Thursday, June 09, 2011

Whirlpool Won’t Pay 35% Corporate Income Tax,
it Will Pay 0%


March 6, 2011 by Jane Jamison

From WSJ via the Tax Prof blog.

This will infuriate you if you are doing your income taxes.

WSJ: Whirlpool Parlays “Green” Credits Into Zero Tax Liability

Whirlpool Corporation recorded $18 billion in global sales and $619 million of earnings in 2010 but won’t pay anywhere near the U.S. statutory tax rate of 35% on those profits. Its effective tax rate will be 0%.

As Bloomberg first reported last week, Whirlpool has stockpiled more than $500 million in tax credits for making energy-saving “energy star” appliances—washers, dryers, refrigerators and so on. The firm gets a production tax credit of up to $200 per refrigerator, $75 per dishwasher, and $225 per washer and dryer. General Electric has also collected about $200 million of these credits.
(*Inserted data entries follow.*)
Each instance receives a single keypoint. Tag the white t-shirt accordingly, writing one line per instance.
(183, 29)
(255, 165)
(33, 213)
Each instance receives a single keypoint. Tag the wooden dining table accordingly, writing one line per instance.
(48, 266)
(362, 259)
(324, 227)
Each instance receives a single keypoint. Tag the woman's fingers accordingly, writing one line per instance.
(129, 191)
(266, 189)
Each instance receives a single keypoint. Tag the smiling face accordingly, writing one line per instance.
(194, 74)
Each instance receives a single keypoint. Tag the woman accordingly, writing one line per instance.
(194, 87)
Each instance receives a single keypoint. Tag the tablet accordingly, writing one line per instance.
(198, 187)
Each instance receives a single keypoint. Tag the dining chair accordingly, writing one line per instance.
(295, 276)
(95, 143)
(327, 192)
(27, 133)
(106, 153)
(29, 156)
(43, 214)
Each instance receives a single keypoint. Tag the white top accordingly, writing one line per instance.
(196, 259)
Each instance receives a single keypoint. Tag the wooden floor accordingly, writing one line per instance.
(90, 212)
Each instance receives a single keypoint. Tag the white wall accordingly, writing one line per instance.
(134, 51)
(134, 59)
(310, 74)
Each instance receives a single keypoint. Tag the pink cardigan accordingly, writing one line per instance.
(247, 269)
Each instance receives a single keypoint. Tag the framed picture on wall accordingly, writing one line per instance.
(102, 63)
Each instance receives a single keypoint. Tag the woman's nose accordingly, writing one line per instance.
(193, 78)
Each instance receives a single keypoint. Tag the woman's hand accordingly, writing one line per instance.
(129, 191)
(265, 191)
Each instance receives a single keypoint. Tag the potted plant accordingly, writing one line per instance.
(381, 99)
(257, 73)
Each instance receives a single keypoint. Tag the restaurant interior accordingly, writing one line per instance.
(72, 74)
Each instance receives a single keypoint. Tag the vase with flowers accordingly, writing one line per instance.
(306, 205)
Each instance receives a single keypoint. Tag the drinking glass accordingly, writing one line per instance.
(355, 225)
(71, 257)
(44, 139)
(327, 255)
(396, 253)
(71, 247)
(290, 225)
Think of these energy efficiency tax carve-outs as a version of the earned income tax credit for corporate America. Except Whirlpool and GE aren’t poor.

The deal gets sweeter. Those credits can be carried over from one year to the next for up to 20 years. Whirlpool is collecting so many credits that it may not have to pay a dime of corporate income tax for years. The lost revenue from GE and Whirlpool alone far exceeds the $78 million revenue “cost” over 10 years that Congress’s Joint Committee on Taxation predicted for the credits. …

Special favors like these also create a business constituency against tax reform that would benefit the overall economy. Whirlpool carries its $500 million of unused tax credits as an asset on its balance sheet, so cutting tax rates shrinks the book value of that asset. “This is why so many companies actually oppose lowering tax rates,” says Scott Hodge, president of the Tax Foundation.

The White House claims to want to reduce corporate tax rates in a “revenue neutral way” by closing loopholes. Yet it’s hard to take that commitment seriously when its new budget proposes to extend the green-credit windfall for another year. Whirlpool is one more case study in the case for corporate tax reform.